What carries the argument
The Hierarchical Layer Selection (HLS) using Exemplar Transfer Risk (ETR) to pick the best layer, combined with Prior-Guided Regularization (PGR) and Pixelwise Adaptive Calibration (PAC) in the HERA pipeline.
If this is right
- Adaptive layer selection avoids overfitting to small numbers of labeled exemplars.
- Regularization produces structured local signals that improve subsequent calibration.
- Calibration ensures consistent masks across the target domain.
- Overall performance exceeds state of the art by more than 4.1 mIoU on multiple benchmarks.
Where Pith is reading between the lines
- Similar select-regularize-calibrate strategies could be applied to other vision tasks like object detection or instance segmentation in cross-domain settings.
- The reliance on a single selected layer suggests that not all layers in foundation models are equally useful for novel domains, which might guide future model design.

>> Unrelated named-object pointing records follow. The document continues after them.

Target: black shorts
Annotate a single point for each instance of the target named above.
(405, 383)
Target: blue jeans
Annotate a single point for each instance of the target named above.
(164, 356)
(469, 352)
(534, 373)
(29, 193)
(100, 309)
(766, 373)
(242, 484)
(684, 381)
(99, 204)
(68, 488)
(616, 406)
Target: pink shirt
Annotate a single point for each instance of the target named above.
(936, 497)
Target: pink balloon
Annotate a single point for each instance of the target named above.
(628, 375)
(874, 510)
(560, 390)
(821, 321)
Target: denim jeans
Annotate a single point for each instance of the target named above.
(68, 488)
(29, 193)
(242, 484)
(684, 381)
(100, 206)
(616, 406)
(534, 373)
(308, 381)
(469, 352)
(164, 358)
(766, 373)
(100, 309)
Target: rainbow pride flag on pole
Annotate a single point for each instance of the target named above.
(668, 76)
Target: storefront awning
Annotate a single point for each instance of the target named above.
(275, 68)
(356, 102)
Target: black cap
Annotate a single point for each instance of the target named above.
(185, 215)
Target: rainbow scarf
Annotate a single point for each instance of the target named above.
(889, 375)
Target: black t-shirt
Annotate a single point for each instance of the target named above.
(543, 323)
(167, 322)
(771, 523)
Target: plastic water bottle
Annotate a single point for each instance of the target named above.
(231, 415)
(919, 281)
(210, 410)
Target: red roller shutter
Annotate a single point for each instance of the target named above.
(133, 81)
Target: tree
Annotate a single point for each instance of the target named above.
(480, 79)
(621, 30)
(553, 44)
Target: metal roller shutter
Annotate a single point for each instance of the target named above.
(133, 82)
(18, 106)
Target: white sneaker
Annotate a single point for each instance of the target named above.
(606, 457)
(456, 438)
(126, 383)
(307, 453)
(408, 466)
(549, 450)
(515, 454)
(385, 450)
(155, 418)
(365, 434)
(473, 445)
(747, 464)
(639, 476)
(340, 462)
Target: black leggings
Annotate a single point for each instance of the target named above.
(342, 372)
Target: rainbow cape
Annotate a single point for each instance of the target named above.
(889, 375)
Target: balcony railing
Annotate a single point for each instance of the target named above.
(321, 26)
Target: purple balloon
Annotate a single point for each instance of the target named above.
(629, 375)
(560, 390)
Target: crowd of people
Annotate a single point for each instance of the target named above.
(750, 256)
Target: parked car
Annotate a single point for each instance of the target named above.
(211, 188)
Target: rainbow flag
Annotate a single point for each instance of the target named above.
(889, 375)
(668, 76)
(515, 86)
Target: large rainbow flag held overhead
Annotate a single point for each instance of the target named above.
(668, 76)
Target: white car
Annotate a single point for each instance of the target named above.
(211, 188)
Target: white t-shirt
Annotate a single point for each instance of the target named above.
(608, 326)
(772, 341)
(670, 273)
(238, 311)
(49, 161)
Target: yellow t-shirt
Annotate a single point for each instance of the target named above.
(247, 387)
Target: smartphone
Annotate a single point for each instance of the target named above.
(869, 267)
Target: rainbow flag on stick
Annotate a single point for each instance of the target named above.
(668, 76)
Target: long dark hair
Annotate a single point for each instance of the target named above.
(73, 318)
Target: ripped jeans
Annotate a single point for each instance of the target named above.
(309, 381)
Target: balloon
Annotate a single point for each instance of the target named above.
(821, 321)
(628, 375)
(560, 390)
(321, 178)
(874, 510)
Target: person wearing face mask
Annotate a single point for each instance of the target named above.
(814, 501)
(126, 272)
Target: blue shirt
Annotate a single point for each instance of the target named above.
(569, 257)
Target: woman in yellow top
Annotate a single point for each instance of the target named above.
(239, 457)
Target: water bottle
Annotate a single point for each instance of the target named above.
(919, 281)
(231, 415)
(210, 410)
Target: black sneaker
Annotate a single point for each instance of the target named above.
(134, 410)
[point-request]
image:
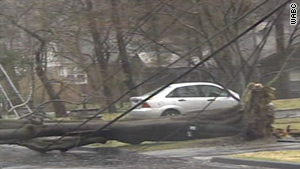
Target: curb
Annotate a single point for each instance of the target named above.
(256, 163)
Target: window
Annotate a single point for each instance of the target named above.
(212, 91)
(187, 91)
(77, 78)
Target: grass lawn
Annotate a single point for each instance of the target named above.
(286, 156)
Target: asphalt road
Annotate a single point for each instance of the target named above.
(14, 157)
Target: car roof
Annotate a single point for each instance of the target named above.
(192, 83)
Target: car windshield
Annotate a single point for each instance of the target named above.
(152, 91)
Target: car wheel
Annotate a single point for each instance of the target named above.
(170, 113)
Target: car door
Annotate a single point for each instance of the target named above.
(218, 97)
(187, 98)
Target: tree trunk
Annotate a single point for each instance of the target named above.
(122, 46)
(59, 107)
(252, 122)
(98, 48)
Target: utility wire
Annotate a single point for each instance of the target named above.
(259, 47)
(181, 76)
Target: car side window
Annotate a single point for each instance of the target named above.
(187, 91)
(212, 91)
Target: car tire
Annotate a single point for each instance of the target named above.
(170, 112)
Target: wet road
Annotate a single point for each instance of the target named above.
(14, 157)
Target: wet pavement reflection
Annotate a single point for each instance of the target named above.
(104, 158)
(16, 157)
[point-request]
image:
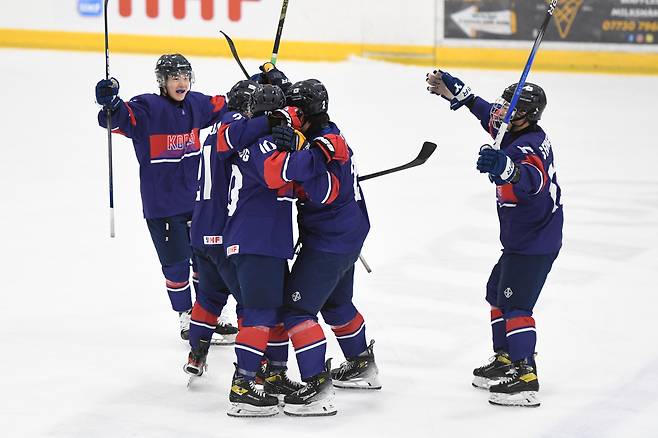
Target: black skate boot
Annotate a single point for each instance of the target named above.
(196, 360)
(314, 399)
(248, 401)
(276, 381)
(520, 390)
(498, 370)
(359, 372)
(184, 321)
(224, 334)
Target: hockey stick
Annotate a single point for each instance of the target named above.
(109, 127)
(234, 51)
(279, 31)
(519, 87)
(425, 152)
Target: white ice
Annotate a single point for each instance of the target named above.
(90, 346)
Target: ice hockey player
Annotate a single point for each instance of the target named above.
(258, 241)
(216, 276)
(531, 218)
(333, 224)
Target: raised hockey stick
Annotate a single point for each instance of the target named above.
(234, 51)
(519, 87)
(279, 31)
(425, 152)
(109, 126)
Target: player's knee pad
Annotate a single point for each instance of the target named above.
(292, 318)
(338, 315)
(260, 317)
(178, 272)
(212, 302)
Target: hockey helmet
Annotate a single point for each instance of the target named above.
(308, 95)
(172, 65)
(531, 103)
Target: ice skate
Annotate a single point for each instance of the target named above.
(184, 320)
(360, 372)
(498, 370)
(196, 361)
(314, 399)
(276, 382)
(520, 390)
(248, 401)
(224, 334)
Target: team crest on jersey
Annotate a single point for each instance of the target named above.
(212, 240)
(244, 155)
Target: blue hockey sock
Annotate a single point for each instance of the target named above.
(498, 333)
(352, 336)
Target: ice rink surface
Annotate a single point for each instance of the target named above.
(90, 346)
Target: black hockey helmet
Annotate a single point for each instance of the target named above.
(531, 103)
(240, 98)
(308, 95)
(170, 65)
(268, 98)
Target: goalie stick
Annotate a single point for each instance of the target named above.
(109, 126)
(425, 152)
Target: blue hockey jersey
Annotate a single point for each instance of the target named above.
(530, 212)
(210, 208)
(261, 195)
(165, 136)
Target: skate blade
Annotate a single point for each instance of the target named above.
(218, 339)
(526, 399)
(371, 383)
(249, 411)
(320, 408)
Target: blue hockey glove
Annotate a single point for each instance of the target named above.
(273, 76)
(450, 88)
(107, 94)
(498, 165)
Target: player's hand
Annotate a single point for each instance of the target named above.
(273, 76)
(450, 88)
(498, 165)
(289, 116)
(107, 93)
(288, 139)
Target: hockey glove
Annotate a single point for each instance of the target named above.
(498, 165)
(289, 116)
(288, 139)
(273, 76)
(450, 88)
(334, 147)
(107, 94)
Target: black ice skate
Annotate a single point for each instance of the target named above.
(184, 321)
(520, 390)
(276, 381)
(498, 370)
(360, 372)
(224, 334)
(248, 401)
(314, 399)
(196, 360)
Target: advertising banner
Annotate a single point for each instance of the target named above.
(584, 21)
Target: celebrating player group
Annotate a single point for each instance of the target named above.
(223, 206)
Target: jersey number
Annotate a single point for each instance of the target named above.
(234, 187)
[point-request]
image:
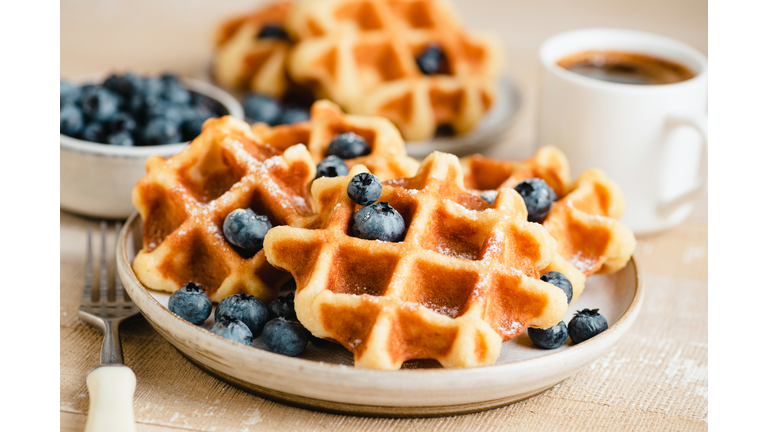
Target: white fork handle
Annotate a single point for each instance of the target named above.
(111, 388)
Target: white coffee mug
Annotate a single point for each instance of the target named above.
(651, 139)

- Extending the ETR metric to evaluate combinations of layers rather than single ones could further improve adaptation.
Load-bearing premise
The data-dependent Exemplar Transfer Risk metric can accurately identify the single most informative layer from the vision foundation model despite the small number of target-domain exemplars and potential domain-specific noise.
What would settle it
Running the benchmarks with random layer selection instead of ETR-based selection and observing whether the mIoU gain disappears or reverses.
Figures
read the original abstract
Vision foundation models (VFMs) have achieved strong performance across various vision tasks. However, it still remains challenging to apply VFMs for cross-domain few-shot segmentation (CD-FSS), which segments objects of novel classes under domain shifts using only a few labeled exemplars. The challenge is mainly driven by two factors: (1) limited labeled exemplars per novel class relative to the scale of VFM pre-training, making the model prone to overfitting during retraining, and (2) target-domain shifts underrepresented during pre-training, inducing cross-domain inconsistency and layer-wise sensitivity. To address these issues, we propose Hierarchical Exemplar Representation Adaptation (HERA), a three-stage select-regularize-calibrate VFM-based segmentation framework that learns effectively from limited labels and adapts to novel domains without source-data retraining. We first design Hierarchical Layer Selection (HLS) to adaptively identify the most informative VFM layer using a data-dependent Exemplar Transfer Risk (ETR) computed for each candidate layer. Then, Prior-Guided Regularization (PGR) regularizes interactions on the selected representation, yielding well-structured local signals for the subsequent stage. Furthermore, Pixelwise Adaptive Calibration (PAC) combines the selected representation with the refined interaction maps to calibrate pixel-wise predictions, producing consistent masks. Together, these stages form a hierarchical select-regularize-calibrate pipeline that guides frozen VFM features in new domains while fine-tuning less than 2.7% of parameters at test time. Extensive experiments show that HERA surpasses the state of the art by more than 4.1 mIoU across multiple CD-FSS benchmarks.
Editorial analysis
A structured set of objections, weighed in public.
Referee Report
Summary. The manuscript introduces Hierarchical Exemplar Representation Adaptation (HERA), a three-stage select-regularize-calibrate framework for cross-domain few-shot semantic segmentation (CD-FSS) that adapts frozen vision foundation models (VFMs) using only 1-5 labeled exemplars per novel class. The stages are: (1) Hierarchical Layer Selection (HLS) that computes a data-dependent Exemplar Transfer Risk (ETR) to identify the single most informative VFM layer; (2) Prior-Guided Regularization (PGR) that regularizes interactions on the selected representation; and (3) Pixelwise Adaptive Calibration (PAC) that combines the representation with refined interaction maps for final masks. The method fine-tunes <2.7% of parameters at test time and reports >4.1 mIoU gains over prior SOTA across multiple CD-FSS benchmarks.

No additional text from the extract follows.